Israeli jets struck military sites late on Tuesday in the town of Kiswah, south of Damascus, as well as in the southern province of Deraa, local Syrian media reported.
The Israeli defence minister, Israeli Katz, confirmed the strikes in southern Syria and warned that Israel 'will not allow southern Syria to become southern Lebanon'.
Katz added that 'any attempt by the Syrian regime forces and the country's terrorist organisations to establish themselves in the security zone in southern Syria will be met with fire'.
Two days earlier on Sunday, the Israeli prime minister, Benjamin Netanyahu, demanded the complete demilitarisation of southern Syria.
Shortly after a Syrian rebel offensive led by Islamist opposition group Hayat Tahrir al-Sham toppled the Assad regime on 8 December, Israeli forces entered the UN buffer zone between Israel and Syria. Israeli forces have remained there ever since, despite protests by Syria's new government and the UN, which monitors the demilitarised zone between the two countries.

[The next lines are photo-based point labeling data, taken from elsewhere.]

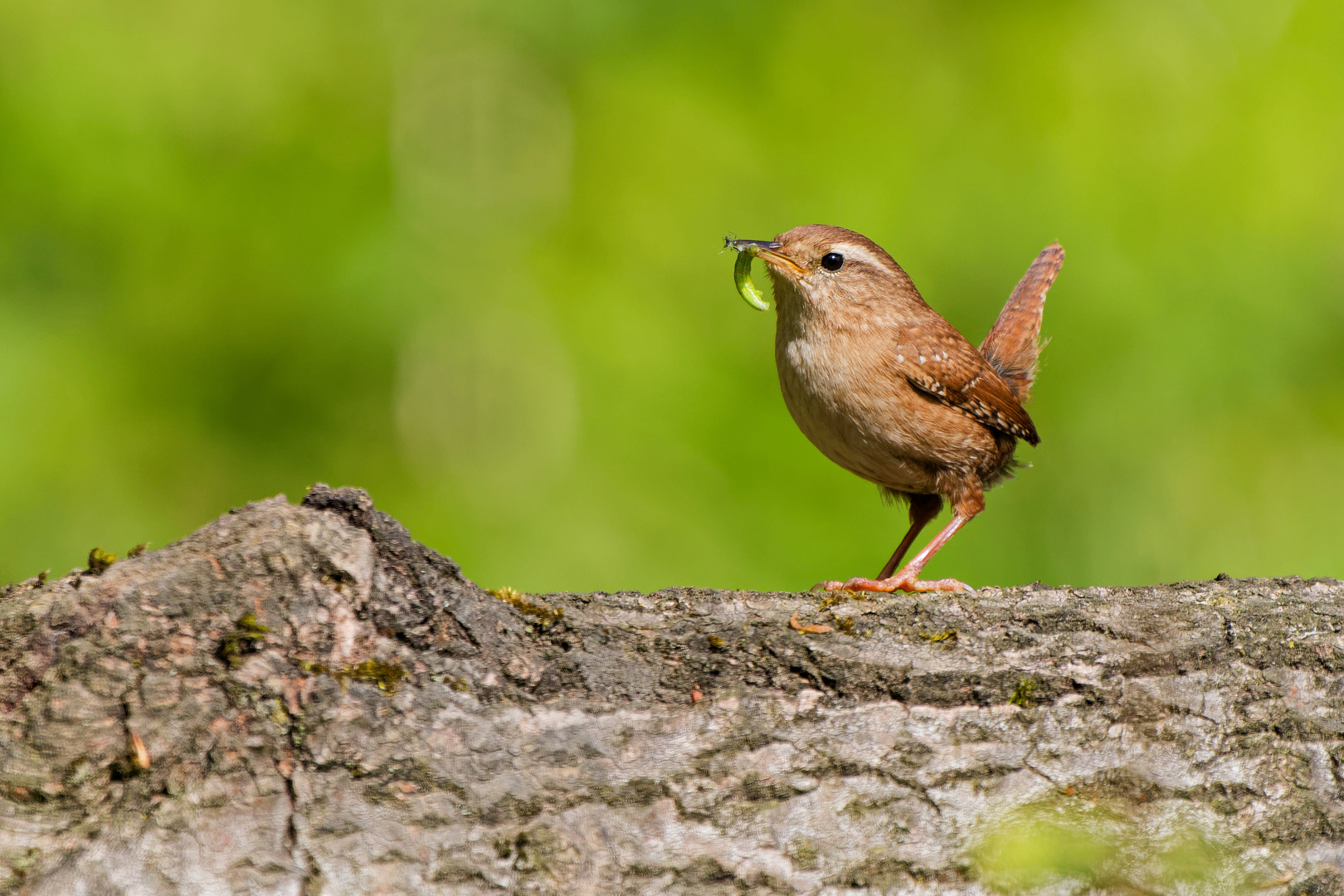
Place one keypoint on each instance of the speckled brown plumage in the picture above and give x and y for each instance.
(888, 388)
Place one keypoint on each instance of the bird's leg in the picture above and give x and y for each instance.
(908, 579)
(923, 508)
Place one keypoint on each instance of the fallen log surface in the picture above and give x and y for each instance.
(304, 700)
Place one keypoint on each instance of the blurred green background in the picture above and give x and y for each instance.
(466, 256)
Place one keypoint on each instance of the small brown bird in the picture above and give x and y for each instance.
(889, 390)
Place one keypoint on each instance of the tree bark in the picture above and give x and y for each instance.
(304, 700)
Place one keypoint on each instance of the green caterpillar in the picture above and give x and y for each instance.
(743, 277)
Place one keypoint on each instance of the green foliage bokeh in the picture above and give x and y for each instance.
(465, 256)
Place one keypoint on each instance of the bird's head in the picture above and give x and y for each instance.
(817, 268)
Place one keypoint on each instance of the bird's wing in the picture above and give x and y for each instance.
(1011, 345)
(938, 362)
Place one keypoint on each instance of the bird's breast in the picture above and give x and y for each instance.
(849, 406)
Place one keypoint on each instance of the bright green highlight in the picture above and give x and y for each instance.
(465, 254)
(1079, 845)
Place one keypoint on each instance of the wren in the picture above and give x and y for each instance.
(889, 390)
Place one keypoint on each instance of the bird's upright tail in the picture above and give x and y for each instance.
(1011, 347)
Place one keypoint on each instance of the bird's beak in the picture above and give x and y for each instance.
(767, 251)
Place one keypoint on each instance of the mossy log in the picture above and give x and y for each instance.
(304, 700)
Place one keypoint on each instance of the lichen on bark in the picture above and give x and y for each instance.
(305, 700)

Israel's air force also carried out hundreds of airstrikes against weapons depots, naval bases and Syrian military infrastructure in the weeks after the fall of the Assad regime in an attempt to prevent the weaponry from falling into rebel hands. Israeli airstrikes in Syria had mostly stopped since the new year.
Hours before the Israeli bombings on Tuesday, Syria condemned Israel's invasion of the buffer zone and called for it to withdraw its forces from Syrian territory. The statement was issued at the end of a national dialogue conference which gathered hundreds of Syrian activists and leaders to plan the country's post-Assad political transition.

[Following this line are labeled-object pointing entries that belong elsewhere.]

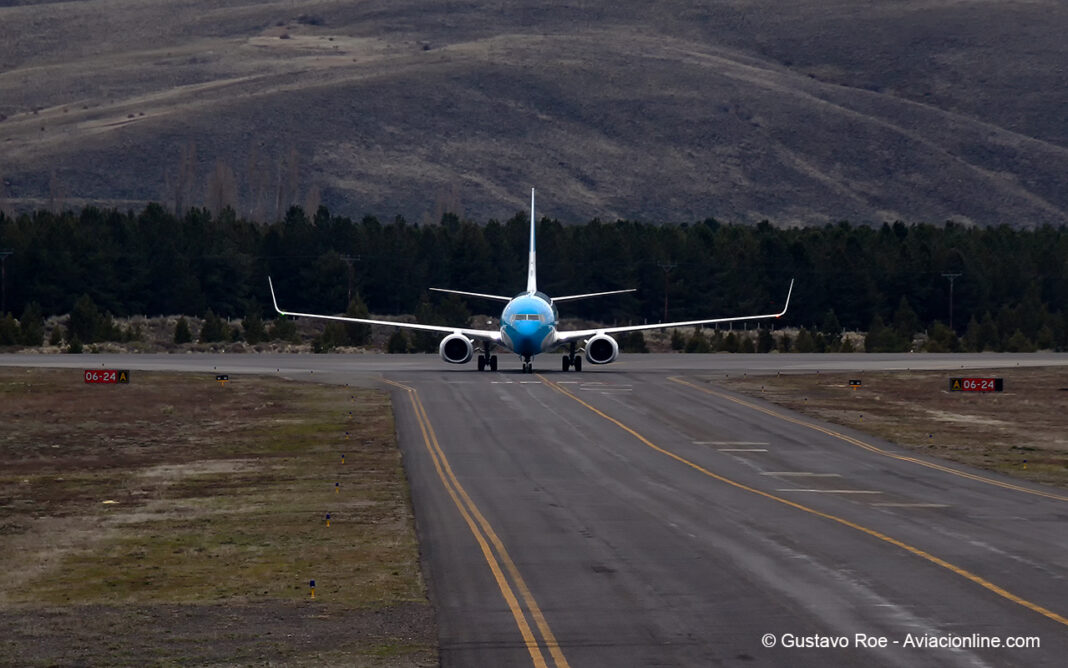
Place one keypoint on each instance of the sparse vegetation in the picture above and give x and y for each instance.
(177, 498)
(1019, 432)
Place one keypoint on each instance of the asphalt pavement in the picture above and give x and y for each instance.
(638, 515)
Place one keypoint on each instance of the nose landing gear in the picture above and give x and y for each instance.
(487, 360)
(572, 360)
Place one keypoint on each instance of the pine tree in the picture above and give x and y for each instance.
(9, 330)
(182, 331)
(31, 325)
(677, 340)
(214, 329)
(358, 334)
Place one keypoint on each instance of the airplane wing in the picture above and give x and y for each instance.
(472, 294)
(582, 334)
(593, 294)
(482, 335)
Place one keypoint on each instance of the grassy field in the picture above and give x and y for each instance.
(1022, 432)
(175, 521)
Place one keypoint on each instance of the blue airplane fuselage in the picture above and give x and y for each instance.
(528, 324)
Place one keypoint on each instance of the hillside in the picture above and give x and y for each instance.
(812, 111)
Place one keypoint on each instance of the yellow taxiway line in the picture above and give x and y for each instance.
(852, 525)
(492, 547)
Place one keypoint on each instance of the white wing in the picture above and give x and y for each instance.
(483, 335)
(582, 334)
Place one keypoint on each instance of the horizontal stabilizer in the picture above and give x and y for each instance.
(593, 294)
(473, 294)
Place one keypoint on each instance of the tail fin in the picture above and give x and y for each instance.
(531, 267)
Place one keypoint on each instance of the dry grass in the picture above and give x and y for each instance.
(147, 516)
(1022, 432)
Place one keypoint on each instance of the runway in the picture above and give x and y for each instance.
(638, 515)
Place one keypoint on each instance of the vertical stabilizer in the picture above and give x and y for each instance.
(531, 267)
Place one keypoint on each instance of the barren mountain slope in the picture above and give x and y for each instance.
(810, 111)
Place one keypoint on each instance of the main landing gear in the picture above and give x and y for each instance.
(572, 360)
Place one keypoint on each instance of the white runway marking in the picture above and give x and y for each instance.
(912, 505)
(831, 491)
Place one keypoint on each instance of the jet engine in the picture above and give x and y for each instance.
(601, 350)
(456, 348)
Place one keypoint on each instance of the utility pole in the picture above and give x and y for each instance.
(349, 260)
(952, 278)
(666, 266)
(3, 280)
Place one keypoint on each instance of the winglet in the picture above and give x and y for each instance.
(787, 305)
(272, 298)
(531, 267)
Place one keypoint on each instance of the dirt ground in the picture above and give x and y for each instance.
(178, 521)
(1021, 431)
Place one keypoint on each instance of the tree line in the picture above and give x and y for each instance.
(1009, 286)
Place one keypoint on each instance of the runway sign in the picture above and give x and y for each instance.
(976, 385)
(107, 376)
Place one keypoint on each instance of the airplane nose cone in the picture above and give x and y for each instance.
(528, 328)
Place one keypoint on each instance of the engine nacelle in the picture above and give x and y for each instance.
(456, 348)
(601, 350)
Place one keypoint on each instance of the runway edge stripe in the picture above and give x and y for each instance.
(869, 447)
(882, 537)
(475, 519)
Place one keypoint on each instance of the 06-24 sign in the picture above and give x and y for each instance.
(107, 376)
(975, 385)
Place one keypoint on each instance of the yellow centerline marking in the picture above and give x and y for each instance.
(485, 536)
(868, 447)
(852, 525)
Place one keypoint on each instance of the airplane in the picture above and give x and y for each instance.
(528, 326)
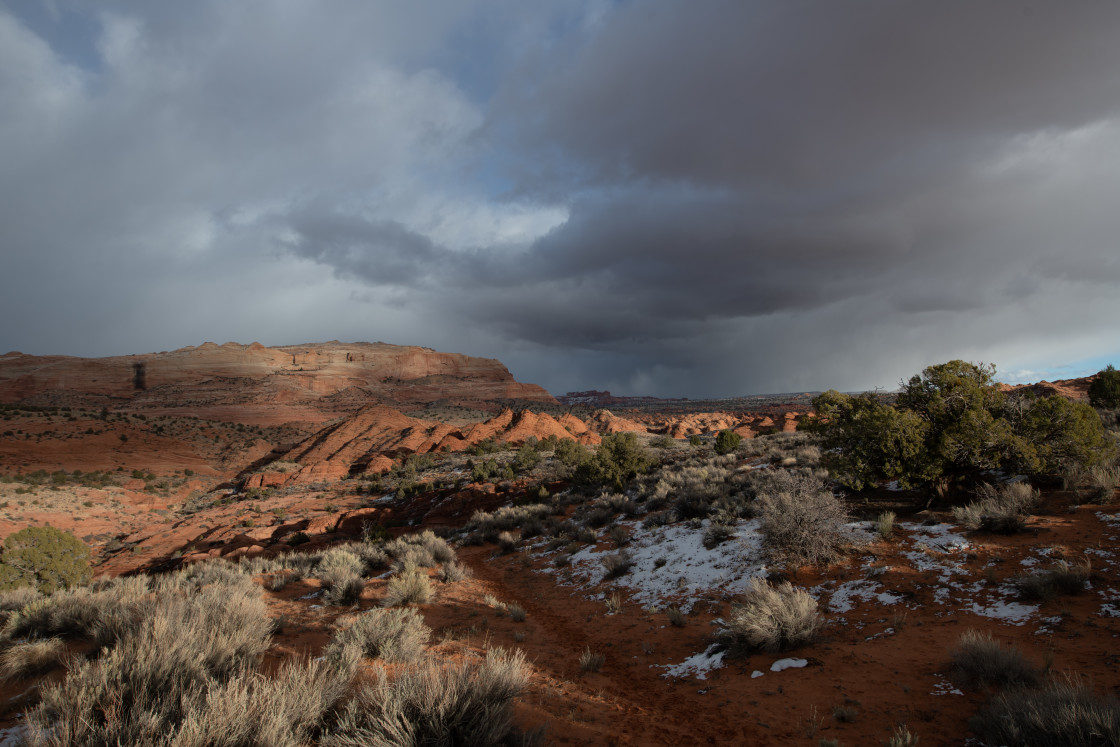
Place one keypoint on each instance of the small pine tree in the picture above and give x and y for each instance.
(727, 441)
(1104, 389)
(44, 557)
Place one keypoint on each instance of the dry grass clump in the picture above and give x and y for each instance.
(467, 703)
(251, 709)
(27, 657)
(193, 638)
(902, 737)
(485, 526)
(1102, 483)
(1002, 510)
(591, 661)
(1063, 577)
(773, 618)
(100, 612)
(394, 635)
(1063, 713)
(979, 660)
(717, 533)
(885, 524)
(617, 565)
(453, 571)
(410, 586)
(804, 522)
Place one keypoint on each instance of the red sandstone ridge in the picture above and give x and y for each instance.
(252, 382)
(1072, 389)
(371, 440)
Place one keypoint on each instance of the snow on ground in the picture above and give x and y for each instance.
(847, 595)
(697, 665)
(787, 664)
(12, 736)
(1015, 613)
(671, 563)
(944, 688)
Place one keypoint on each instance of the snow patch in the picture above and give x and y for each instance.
(787, 664)
(846, 596)
(687, 568)
(1009, 612)
(698, 665)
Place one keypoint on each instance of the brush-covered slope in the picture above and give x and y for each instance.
(233, 382)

Besides verbal condemnations, the new Syrian government has not confronted Israeli forces in Syria. Battered by 14 years of civil war and still building the country's new army, the Syrian military has little capacity for a fight with its heavily armed southern neighbour.
Though Syria officially dissolved all military factions on 29 January, the new government has not yet managed to form a new national army. In practice, disparate militias still are not entirely under state control, with the defence ministry still working out how to absorb tens of thousands of rebel fighters.
Prior to the fall of Assad, Israeli bombed Syria periodically, though it usually did not publicly claim responsibility for the strikes. Most of Israel's military activity in Syria was concentrated on Iranian forces and weapons transfers to Hezbollah in Lebanon.
Hezbollah and Iranian-backed forces left Syria in the run-up to the fall of Assad. However, Israel also views Syria's new rulers with suspicion, with Israel's foreign minister, Gideon Saar, on Monday calling the new rulers of Syria a 'jihadist, Islamist terror group'.